The 25-year-old suspect who fled the scene of a fatal collision that killed one woman and injured two others on Aug. 25 was charged with felony hit and run.
Najea Immanuel Wynn, Jr., of Federal Way, was also charged on Thursday with driving while his license was suspended in the third-degree at King County Superior Court. His bail was set at $100,000.
Wynn turned himself into Federal Way police Aug. 27 after his friend who had driven him from the scene of the collision days earlier urged him to do so, according to charging documents. He admitted to police that he left the scene because he was on probation and did not have a valid license.

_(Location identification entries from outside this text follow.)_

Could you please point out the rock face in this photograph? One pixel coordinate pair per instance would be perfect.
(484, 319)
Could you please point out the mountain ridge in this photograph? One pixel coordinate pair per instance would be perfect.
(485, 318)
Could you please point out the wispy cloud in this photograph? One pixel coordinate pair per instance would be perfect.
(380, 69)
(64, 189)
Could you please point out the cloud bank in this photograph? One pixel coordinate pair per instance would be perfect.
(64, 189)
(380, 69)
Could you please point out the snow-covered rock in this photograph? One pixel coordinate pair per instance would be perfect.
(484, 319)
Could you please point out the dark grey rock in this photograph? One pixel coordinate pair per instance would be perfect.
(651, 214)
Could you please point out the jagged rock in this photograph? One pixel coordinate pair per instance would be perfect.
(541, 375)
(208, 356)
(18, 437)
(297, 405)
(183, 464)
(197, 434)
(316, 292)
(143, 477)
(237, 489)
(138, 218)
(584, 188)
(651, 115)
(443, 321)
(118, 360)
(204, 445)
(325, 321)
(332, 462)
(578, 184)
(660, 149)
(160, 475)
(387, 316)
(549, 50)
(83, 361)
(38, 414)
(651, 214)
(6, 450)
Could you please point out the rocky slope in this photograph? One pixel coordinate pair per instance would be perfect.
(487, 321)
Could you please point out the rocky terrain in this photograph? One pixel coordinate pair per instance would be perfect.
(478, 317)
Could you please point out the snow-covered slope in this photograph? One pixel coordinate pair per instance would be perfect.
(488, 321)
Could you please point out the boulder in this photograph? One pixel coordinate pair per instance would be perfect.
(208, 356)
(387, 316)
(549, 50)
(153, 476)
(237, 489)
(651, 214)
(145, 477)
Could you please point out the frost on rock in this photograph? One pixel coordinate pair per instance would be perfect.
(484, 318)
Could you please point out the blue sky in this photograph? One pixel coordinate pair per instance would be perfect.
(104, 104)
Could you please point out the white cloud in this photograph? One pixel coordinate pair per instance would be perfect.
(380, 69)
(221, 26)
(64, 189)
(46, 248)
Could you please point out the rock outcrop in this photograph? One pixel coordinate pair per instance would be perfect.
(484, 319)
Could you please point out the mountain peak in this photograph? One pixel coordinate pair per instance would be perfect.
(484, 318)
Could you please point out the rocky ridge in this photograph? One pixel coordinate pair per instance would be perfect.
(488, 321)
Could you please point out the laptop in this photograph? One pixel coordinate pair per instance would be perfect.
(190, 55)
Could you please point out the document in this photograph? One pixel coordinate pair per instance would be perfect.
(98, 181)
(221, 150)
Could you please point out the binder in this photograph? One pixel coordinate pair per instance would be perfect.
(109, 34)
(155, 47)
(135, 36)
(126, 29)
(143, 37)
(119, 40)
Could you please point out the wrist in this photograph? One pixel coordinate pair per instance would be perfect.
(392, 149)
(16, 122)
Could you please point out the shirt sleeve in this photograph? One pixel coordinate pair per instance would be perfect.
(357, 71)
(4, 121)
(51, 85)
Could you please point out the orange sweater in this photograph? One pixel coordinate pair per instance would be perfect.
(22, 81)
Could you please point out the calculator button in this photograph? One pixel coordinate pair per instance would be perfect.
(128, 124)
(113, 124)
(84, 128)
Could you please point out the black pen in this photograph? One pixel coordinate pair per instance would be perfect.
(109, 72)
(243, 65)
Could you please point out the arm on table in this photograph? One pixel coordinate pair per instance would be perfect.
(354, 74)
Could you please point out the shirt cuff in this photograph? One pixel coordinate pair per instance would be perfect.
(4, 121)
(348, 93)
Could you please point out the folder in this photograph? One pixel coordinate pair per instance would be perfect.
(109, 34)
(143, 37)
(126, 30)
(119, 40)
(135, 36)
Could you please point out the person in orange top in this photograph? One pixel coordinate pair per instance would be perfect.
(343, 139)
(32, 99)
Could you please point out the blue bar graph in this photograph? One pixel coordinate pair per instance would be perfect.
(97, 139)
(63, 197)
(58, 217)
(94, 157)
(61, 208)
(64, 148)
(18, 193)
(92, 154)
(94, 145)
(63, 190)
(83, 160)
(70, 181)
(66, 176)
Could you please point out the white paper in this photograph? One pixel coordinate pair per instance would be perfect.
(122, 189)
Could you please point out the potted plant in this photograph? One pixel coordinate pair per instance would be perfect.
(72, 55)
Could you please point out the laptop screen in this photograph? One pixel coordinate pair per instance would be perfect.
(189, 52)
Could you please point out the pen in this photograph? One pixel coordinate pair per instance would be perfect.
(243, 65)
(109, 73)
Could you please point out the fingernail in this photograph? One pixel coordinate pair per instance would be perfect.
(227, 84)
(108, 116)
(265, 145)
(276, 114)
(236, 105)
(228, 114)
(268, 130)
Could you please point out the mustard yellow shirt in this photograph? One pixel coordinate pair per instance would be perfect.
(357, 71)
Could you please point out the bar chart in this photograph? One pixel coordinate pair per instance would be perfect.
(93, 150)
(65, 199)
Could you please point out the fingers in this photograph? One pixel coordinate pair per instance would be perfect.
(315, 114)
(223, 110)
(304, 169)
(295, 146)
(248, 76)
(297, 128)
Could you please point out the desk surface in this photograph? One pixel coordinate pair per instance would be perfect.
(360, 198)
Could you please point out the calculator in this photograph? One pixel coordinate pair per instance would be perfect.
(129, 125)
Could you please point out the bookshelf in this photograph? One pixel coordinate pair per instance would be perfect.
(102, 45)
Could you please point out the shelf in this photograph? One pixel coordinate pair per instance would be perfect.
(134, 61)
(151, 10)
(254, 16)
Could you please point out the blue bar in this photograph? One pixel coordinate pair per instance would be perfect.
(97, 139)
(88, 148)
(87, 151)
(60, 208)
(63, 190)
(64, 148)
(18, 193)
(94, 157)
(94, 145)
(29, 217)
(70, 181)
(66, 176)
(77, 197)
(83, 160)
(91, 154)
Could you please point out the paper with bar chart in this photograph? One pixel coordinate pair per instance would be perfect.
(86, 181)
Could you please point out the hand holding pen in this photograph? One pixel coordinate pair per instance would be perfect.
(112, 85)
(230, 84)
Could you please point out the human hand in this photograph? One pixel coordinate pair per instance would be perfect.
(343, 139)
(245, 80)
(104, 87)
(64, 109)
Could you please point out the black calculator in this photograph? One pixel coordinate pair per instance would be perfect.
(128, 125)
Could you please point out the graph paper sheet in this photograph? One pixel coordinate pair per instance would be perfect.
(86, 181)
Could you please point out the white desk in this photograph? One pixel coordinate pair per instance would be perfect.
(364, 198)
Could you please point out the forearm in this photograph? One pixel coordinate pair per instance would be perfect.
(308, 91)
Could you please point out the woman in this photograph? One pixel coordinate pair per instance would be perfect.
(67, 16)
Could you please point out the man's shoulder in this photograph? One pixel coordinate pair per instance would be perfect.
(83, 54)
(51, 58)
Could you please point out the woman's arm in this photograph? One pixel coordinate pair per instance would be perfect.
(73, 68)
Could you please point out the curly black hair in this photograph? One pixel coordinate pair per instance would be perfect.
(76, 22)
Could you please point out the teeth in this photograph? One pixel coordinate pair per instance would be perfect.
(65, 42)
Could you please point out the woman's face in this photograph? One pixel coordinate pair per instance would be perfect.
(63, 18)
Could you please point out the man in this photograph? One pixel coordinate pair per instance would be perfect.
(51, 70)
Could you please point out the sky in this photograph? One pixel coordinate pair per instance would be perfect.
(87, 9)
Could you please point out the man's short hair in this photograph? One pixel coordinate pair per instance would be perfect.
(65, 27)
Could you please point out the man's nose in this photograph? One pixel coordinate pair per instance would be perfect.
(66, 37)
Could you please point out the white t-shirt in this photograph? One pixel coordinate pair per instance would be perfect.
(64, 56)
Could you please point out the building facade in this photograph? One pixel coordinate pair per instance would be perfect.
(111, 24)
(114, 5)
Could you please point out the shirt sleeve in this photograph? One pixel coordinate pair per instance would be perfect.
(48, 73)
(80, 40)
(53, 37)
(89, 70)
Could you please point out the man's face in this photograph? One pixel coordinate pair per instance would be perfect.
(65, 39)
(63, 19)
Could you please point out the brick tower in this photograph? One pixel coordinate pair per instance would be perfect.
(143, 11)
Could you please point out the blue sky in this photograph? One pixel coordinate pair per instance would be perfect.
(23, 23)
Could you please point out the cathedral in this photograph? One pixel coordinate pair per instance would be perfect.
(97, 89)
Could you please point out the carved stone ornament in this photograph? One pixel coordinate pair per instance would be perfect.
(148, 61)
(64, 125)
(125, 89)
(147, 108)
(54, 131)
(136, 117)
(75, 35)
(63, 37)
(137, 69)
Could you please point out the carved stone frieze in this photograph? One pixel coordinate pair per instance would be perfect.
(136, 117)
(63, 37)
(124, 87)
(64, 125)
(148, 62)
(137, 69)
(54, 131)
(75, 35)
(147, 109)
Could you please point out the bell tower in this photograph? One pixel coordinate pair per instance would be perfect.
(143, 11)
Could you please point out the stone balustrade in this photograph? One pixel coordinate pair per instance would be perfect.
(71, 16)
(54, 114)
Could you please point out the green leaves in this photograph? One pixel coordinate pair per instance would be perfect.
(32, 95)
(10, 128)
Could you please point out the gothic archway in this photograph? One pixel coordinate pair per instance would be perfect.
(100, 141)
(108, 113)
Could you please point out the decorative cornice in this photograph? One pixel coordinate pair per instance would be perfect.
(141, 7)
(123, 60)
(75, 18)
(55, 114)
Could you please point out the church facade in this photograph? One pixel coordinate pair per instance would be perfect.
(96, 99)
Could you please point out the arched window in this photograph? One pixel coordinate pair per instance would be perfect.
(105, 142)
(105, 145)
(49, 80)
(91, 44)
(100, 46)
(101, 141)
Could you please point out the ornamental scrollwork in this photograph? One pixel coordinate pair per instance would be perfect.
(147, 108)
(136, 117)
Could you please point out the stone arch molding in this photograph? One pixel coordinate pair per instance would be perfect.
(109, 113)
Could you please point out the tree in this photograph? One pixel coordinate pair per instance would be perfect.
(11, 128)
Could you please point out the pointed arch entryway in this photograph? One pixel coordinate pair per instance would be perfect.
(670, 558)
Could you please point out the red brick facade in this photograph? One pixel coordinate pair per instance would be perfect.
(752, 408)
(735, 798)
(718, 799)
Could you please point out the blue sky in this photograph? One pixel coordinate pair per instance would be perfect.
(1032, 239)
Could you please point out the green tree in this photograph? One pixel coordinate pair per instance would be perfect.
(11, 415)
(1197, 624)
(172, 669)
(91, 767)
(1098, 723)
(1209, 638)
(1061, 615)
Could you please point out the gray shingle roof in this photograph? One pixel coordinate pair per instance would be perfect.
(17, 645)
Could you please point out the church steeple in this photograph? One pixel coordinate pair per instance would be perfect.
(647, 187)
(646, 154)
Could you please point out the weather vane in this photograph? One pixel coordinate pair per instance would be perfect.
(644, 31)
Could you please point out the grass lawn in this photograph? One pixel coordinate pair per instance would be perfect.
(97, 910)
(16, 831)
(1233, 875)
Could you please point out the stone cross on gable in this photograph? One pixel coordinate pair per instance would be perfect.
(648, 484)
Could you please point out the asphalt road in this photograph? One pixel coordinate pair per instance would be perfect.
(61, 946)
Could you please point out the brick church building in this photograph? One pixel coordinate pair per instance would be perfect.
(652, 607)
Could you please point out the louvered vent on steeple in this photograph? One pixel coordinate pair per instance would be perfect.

Just after 9 p.m. on Aug. 25, Wynn was driving his girlfriend along Pacific Highway South while his license was suspended. He was speeding slightly faster than the posted 40mph limit before his Honda Accord slammed into a Toyota Camry that was turning left from northbound Pacific Highway South to westbound South 316th Street, the documents continue.
The collision killed the passenger in the Camry, 53-year-old Karen Vargas, whose sister was driving them to wash their car when they passed the car wash, according to charging documents. The sister was slowly turning left on a flashing yellow arrow when Wynn’s vehicle, which was speeding through the intersection from the right-turn lane, plowed into their passenger door.
The sister sustained a broken rib, a lacerated liver and various other minor injuries as a result of the impact. She was transported to Harborview Medical Center.
Wynn’s girlfriend also suffered seven broken ribs and a concussion.
Wynn, who was uninjured, exited the car, called a friend on his cellphone and walked away to be picked up by his friend, the documents continue. He failed to render aid or summon help for his girlfriend or the sisters, according to the documents.
Investigators were able to determine how Wynn fled the area, and they identified him as the suspect driver through multiple interviews and the use of Federal Way’s Safe City camera footage.
Through an investigation, police were alerted to a BMW circling the area, later determined to be driven by Wynn’s friend. The friend later called police after he learned they were suspicious that his vehicle was involved in “aiding Wynn from fleeing the scene of the fatal collision,” according to charging documents.
The friend told police that Wynn had called him at 9:04 p.m. the night of the collision, informed him that he had been involved in a collision and asked his friend to pick him up.
Wynn’s girlfriend later told police on Aug. 26 that Wynn apologized to her while she was in the hospital for crashing her vehicle. However, in a written statement earlier that day the girlfriend claimed she didn’t know who drove her car during the crash because she was extremely intoxicated. She claimed she did not know why Wynn was so distracted while driving.
After Wynn turned himself into police, he confessed to the crime and said he was unaware that Vargas was deceased when he decided to flee the collision scene. He said he learned that the collision was fatal the day after the crash.
Wynn has an extensive criminal and traffic history that includes two fourth-degree assault charges, a no-contact order violation in May, three incidents of speeding, driving while using a cellphone in 2016, and two prior incidents of driving with a suspended license in 2016 and 2017. According to Court Services, Wynn has lived at his mother’s Federal Way house off and on for several months, is unemployed and has failed to appear in court four times since 2013.
His arraignment is set for Sept. 12 at the Maleng Regional Justice Center in Kent.